A worker is defined in regulation 2 (1) of the Working Time Regulations 1998 as someone who works under a contract of employment or other arrangement whereby the individual undertakes to do or perform personally any work or services for another party to the contract, provided they are not a client or customer of the individual’s profession or business.

In order to be categorised as a worker pursuant to the statutory definition an individual must satisfy two criteria:

  1. Personal Service;
  2. No business arrangement;

In terms of personal service the individual must be under an obligation to perform the work themselves. The Court of Appeal in Pimlico Plumbers has recently provided guidance on what this means, namely:

  1. an unfettered right to substitute another person to do the work or perform the services is inconsistent with an undertaking to do so personally;
  2. a conditional right to substitute another person may or may not be inconsistent with personal performance depending on the conditionality. It will depend on the extent to which the right of substitution is occasional or limited.

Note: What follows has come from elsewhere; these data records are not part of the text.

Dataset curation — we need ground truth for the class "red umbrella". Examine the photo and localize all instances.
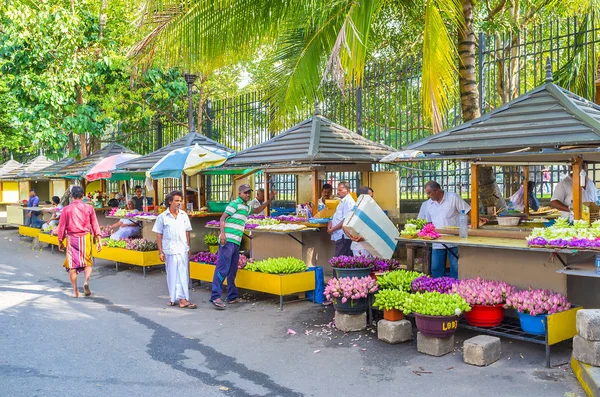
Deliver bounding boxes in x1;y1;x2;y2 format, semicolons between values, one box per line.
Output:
85;153;140;182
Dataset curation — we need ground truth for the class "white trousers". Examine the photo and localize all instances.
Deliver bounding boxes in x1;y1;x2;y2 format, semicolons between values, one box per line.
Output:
165;252;190;302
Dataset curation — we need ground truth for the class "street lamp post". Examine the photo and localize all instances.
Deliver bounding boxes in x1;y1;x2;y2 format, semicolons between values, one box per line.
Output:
183;73;198;132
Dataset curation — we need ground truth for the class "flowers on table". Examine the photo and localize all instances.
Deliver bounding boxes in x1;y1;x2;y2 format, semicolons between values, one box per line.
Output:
404;291;471;316
411;275;458;294
452;277;516;306
377;270;423;292
417;223;440;240
323;277;378;304
504;288;571;316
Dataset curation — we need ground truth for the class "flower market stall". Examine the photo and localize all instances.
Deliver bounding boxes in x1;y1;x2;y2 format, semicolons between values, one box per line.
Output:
220;104;399;274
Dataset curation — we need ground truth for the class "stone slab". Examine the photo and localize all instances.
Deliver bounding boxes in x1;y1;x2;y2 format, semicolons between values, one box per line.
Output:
377;320;413;344
463;335;501;367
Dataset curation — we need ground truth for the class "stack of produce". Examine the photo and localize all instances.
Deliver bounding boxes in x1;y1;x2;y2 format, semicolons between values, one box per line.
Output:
244;257;308;274
527;218;600;250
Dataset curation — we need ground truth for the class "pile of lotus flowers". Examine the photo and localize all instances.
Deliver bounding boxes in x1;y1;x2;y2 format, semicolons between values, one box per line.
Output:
452;277;517;306
504;288;571;316
323;277;379;303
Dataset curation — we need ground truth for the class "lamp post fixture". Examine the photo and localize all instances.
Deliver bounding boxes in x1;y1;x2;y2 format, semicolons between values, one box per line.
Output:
183;73;198;132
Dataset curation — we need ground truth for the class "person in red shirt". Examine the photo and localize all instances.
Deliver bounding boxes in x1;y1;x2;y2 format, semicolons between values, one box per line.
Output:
57;186;102;298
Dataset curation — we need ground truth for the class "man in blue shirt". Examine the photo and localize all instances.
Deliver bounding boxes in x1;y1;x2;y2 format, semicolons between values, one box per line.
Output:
25;189;42;228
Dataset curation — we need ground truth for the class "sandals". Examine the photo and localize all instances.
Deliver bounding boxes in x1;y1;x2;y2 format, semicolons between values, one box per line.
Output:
209;299;225;310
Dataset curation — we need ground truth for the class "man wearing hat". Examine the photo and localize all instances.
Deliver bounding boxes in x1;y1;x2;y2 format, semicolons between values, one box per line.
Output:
210;185;252;310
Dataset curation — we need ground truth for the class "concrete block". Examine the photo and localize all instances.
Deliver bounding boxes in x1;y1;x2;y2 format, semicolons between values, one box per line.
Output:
573;335;600;367
417;332;454;357
463;335;501;367
576;309;600;341
334;311;367;332
377;320;412;344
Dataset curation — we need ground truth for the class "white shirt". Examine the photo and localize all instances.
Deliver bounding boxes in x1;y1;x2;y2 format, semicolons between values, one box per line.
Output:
550;175;598;218
418;192;471;249
331;194;356;241
152;209;192;255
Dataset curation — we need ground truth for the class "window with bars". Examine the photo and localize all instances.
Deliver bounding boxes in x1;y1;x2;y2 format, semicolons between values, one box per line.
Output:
206;175;233;201
254;172;297;201
323;171;360;195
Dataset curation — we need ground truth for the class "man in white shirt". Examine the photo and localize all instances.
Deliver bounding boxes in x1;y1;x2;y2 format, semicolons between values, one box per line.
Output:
152;191;197;309
248;188;277;214
550;163;598;218
418;181;471;279
327;182;356;256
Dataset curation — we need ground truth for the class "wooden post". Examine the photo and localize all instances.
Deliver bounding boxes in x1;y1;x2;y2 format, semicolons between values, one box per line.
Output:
471;164;479;229
198;174;206;208
181;172;187;211
152;179;159;209
523;165;529;215
263;172;271;216
312;170;325;217
564;158;583;220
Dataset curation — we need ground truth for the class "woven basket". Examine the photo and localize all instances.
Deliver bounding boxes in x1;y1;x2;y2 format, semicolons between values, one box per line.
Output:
497;216;521;226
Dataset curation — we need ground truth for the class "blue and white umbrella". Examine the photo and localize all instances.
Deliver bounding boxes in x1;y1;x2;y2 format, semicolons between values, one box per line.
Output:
146;144;233;179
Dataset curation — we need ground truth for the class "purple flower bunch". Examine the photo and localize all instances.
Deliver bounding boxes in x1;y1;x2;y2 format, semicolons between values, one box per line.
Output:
329;255;373;269
373;258;400;273
411;275;458;294
452;277;516;306
504;288;571;316
192;251;217;265
527;237;548;245
323;277;379;303
548;238;569;248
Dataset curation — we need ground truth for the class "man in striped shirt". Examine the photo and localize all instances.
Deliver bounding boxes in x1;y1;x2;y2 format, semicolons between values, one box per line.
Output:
210;185;252;310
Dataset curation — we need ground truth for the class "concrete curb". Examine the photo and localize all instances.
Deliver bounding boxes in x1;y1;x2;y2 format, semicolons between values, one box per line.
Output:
571;356;600;397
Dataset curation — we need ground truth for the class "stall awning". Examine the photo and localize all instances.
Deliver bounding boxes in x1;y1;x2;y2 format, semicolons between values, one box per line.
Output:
28;157;75;180
53;142;135;179
0;156;54;180
225;110;395;167
407;76;600;155
113;132;233;173
0;159;23;178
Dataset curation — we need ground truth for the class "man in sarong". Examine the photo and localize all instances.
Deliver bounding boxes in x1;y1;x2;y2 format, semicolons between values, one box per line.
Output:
57;186;102;298
152;191;197;309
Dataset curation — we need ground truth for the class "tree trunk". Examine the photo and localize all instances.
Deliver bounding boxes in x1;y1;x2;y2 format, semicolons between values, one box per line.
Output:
458;0;505;211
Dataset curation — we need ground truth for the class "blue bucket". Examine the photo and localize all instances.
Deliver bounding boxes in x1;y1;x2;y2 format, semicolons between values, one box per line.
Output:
518;312;548;335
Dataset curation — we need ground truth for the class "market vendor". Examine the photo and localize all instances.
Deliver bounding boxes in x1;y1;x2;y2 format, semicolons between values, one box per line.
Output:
109;199;142;240
327;182;356;256
510;181;540;212
418;181;471;279
248;188;277;214
42;196;64;231
319;183;334;211
343;186;373;256
550;163;598;218
131;185;148;211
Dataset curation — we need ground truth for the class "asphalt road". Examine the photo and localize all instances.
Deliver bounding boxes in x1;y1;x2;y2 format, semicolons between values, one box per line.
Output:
0;229;584;397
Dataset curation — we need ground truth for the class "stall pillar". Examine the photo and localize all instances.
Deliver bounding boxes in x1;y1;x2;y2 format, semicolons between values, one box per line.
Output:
565;158;583;220
312;170;320;217
471;164;479;229
263;172;271;216
523;166;529;214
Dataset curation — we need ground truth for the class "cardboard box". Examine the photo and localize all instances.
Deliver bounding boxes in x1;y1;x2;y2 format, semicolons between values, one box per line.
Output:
344;194;400;259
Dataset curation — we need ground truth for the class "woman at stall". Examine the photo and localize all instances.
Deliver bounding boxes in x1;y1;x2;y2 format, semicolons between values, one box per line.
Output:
110;200;142;240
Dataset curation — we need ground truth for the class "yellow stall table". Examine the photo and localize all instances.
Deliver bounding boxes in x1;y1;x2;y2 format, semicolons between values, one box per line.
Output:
92;247;164;277
190;262;315;310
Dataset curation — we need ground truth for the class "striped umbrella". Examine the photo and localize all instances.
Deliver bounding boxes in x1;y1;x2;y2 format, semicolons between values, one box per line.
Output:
146;144;233;179
85;153;140;182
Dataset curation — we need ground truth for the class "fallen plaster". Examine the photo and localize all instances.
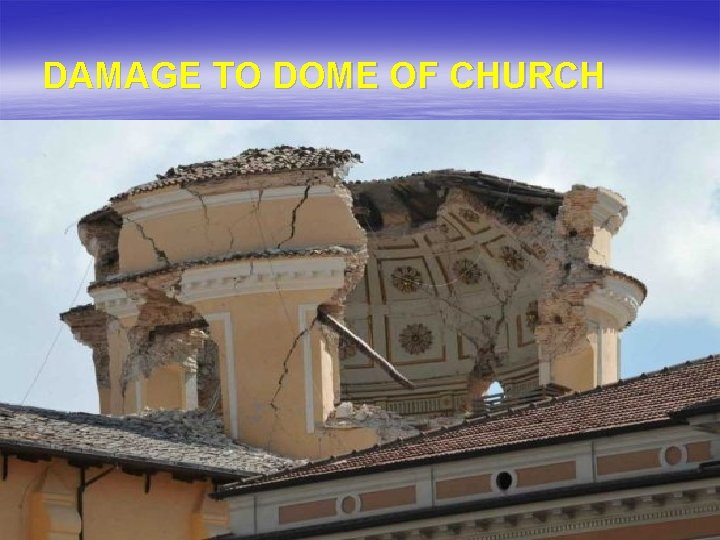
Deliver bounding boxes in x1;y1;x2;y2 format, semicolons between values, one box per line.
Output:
64;149;648;456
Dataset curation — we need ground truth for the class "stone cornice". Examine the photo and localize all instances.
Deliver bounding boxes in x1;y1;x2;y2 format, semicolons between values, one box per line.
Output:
89;287;145;319
123;185;336;222
592;188;627;234
585;274;645;330
177;257;346;303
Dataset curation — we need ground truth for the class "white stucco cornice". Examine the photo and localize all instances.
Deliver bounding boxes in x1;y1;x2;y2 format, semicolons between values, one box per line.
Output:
177;257;346;302
89;287;145;319
592;188;627;234
124;185;337;222
585;275;645;330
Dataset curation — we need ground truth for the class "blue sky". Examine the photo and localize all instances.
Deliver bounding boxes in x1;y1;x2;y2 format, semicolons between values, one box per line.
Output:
0;121;720;411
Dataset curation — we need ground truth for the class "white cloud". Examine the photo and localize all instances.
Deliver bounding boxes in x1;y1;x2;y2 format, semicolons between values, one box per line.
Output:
0;121;720;410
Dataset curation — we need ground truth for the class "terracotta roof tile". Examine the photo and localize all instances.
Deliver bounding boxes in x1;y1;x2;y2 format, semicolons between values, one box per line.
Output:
221;355;720;496
0;403;302;477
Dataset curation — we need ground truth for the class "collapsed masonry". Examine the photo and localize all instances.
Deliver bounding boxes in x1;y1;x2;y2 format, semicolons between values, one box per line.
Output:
61;147;646;458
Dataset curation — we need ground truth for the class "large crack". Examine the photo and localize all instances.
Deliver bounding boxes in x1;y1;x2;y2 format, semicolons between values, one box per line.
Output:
125;216;170;264
182;186;210;245
278;180;312;249
270;316;318;413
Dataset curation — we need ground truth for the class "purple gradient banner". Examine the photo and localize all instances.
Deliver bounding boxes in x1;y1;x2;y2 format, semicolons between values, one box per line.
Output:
0;0;720;119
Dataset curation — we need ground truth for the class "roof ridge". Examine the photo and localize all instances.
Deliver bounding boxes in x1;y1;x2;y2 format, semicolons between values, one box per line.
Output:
223;353;720;490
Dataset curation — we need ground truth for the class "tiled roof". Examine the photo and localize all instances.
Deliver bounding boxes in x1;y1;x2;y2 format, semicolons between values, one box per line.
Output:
111;146;360;201
0;403;301;478
347;169;563;201
88;246;362;291
219;355;720;497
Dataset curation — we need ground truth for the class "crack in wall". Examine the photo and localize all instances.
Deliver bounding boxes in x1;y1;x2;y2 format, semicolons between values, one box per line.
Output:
181;186;211;250
276;179;312;249
124;216;170;264
270;316;318;413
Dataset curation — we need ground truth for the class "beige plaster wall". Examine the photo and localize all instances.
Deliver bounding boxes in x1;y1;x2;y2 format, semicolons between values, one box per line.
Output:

In terms of a business arrangement the individual must not be providing services to a customer or client of their own independent business or undertaking. A commitment to work a minimum number of hours each week and/or a restriction on working for others are relevant factors together with the individual’s tax or accounting arrangements. There must not be an imbalance relationship so that the individual does not have the power to bargain on an equal footing or the right to reject work that is offered once it has started, without being disadvantaged.

In the Uber, CitySprint and Pimlico Plumbers cases the worker did not receive payment directly from the customer but from the business that supplied their services.

The question of worker status will always be a very fact-specific assessment, but one has to question whether a narrower statutory definition of “worker” is now needed. On 26 October 2016 the inquiry, “The Future World of Work and Rights of Workers” was launched and there have been a large number of submissions from interested parties on a broad range of topics, including whether the term “worker” was defined sufficiently clearly in law at present. The vast majority of the responses do not believe it is sufficiently defined and it is highly likely that a change to the definition is on the way.